Log2 ratio of normal reference

etal / cnvkit

Copy number variant detection from targeted DNA sequencing

http://cnvkit.readthedocs.org

Other

547 stars 165 forks source link

Log2 ratio of normal reference #208

Closed leoSeattle closed 7 years ago

leoSeattle commented 7 years ago

I have a general question regarding to the log2 ration of normal reference samples. I followed the suggestions in documentation to filter the noisy normal samples by doing reference, coverage, segment, and finally I did the scatter using ONLY normal samples. I am a bit confused about the log2 ratio in the resulting cnr, cns files and the scatter plot.

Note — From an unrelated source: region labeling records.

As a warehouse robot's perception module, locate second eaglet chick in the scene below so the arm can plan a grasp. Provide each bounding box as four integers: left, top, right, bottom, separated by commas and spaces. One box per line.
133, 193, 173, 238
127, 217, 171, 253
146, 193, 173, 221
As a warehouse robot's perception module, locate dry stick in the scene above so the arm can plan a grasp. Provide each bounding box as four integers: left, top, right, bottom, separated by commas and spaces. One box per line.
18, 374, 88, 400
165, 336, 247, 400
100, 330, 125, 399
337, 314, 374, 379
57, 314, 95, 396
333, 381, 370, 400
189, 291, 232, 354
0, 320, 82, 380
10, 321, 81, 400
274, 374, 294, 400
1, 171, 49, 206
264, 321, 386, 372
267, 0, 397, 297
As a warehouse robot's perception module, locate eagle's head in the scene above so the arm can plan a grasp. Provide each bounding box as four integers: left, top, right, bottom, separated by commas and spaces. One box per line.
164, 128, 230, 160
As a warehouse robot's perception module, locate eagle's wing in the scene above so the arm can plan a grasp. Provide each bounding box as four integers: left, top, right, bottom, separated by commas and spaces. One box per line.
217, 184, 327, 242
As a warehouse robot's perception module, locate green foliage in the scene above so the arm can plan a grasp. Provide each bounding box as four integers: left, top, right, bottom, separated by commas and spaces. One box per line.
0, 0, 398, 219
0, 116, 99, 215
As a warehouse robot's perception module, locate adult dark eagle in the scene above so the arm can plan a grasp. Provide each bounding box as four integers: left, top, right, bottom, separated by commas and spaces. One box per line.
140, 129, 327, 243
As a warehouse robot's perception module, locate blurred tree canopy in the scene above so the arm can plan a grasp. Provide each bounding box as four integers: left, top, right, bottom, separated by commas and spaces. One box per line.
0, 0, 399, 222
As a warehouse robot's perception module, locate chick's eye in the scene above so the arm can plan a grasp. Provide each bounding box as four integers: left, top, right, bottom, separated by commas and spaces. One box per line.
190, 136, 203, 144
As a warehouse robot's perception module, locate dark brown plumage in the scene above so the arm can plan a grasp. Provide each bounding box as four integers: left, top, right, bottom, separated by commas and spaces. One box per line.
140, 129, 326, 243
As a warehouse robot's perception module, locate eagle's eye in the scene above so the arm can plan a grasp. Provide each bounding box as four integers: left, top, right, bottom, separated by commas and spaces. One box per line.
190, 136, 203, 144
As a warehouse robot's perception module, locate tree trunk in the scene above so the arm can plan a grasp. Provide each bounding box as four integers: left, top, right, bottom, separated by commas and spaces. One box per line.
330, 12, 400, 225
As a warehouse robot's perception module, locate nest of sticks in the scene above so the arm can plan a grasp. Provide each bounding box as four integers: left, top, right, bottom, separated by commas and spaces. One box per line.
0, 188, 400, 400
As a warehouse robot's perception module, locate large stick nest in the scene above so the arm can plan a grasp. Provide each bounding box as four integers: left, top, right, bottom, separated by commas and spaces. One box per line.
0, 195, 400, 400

My understanding is that the log2 ratio is the log2 ratio of (read counts from normal) and (read counts from disease samples). But in case of only normal samples used, what does the log2 ratio mean? how was it calculated? Thanks

etal commented 7 years ago

In any .cnr file the log2 ratio is the ratio of the normalized coverage depth at a bin versus the normalized reference coverage. Normalized means recentered (in log2 scale) so that the genome-wide average bin log2 value is 0. If the reference is a pool of normals, the reference log2 value is the pool's average; if the reference is flat/generic, then the output log2 values are relative to the genome-wide average log2 value.

andyjslee commented 6 years ago

I have a similar question as leoSeattle. When I try to calculate the log2 value in the cnr file using the method described above by etal, I don't quite get similar values. Here is an example:

reference.cnn

chromosome start end gene log2 depth gc spread

chr1 12050 12277 LOC102725121,DDX11L1 -4.01333 3.46351 0.515419 0.541461

chromosome	start	end	gene	log2	depth	gc	spread
chr1	12050	12277	LOC102725121,DDX11L1	-4.01333	3.46351	0.515419	0.541461

targetcoverage.cnn

chromosome start end gene depth log2

chr1 12050 12277 LOC102725121,DDX11L1 3.66079 1.87216

chromosome	start	end	gene	depth	log2
chr1	12050	12277	LOC102725121,DDX11L1	3.66079	1.87216

And in the cnr file I get the following:

chromosome start end gene depth log2 weight

chr1 12050 12277 LOC102725121,DDX11L1 3.66079 -0.487125 0.371021

chromosome	start	end	gene	depth	log2	weight
chr1	12050	12277	LOC102725121,DDX11L1	3.66079	-0.487125	0.371021

So according to the description above, the log2 value in the cnr file should be obtained by: log2(3.66079/3.46351). However, this results in approximately 0.0796, and not -0.487125 as shown above.

Thank you for your time and help in advance.

etal commented 6 years ago

The 'depth' column is there for information and for convenience in filtering out no-coverage bins. CNVkit does this instead:

Center targetcoverage.cnn 'log2' values so the average is 0
Correct for GC and targeting density biases, subtracting those trendlines from the centered log2 values
Subtract the corresponding bin 'log2' value in reference.cnn, where bias corrections have already been applied.

andyjslee commented 6 years ago

So what log2 value in the cnr file implies a potential gain? Is it a positive value (>0.0) or a value above 1.0?

Eric, I have a problem where I cannot seem to agree with the results from the cnr/cns data against what I see on IGV. For your information, I am using some matched tumor/normal WES data.

Here is a screenshot of MYC in one of the samples using cnvkit.py scatter myc

Here is a IGV screenshot of the same sample in MYC igv_myc

As you can see in the cnvkit.py scatter plot there are positive log2 values in MYC (though below 1), but the same region seems to be a gain on IGV (top track is normal and bottom track is tumor; y-axis is 450 in both tracks). Is this just an over-segmentation problem?

Thank you for your response, as always, Eric!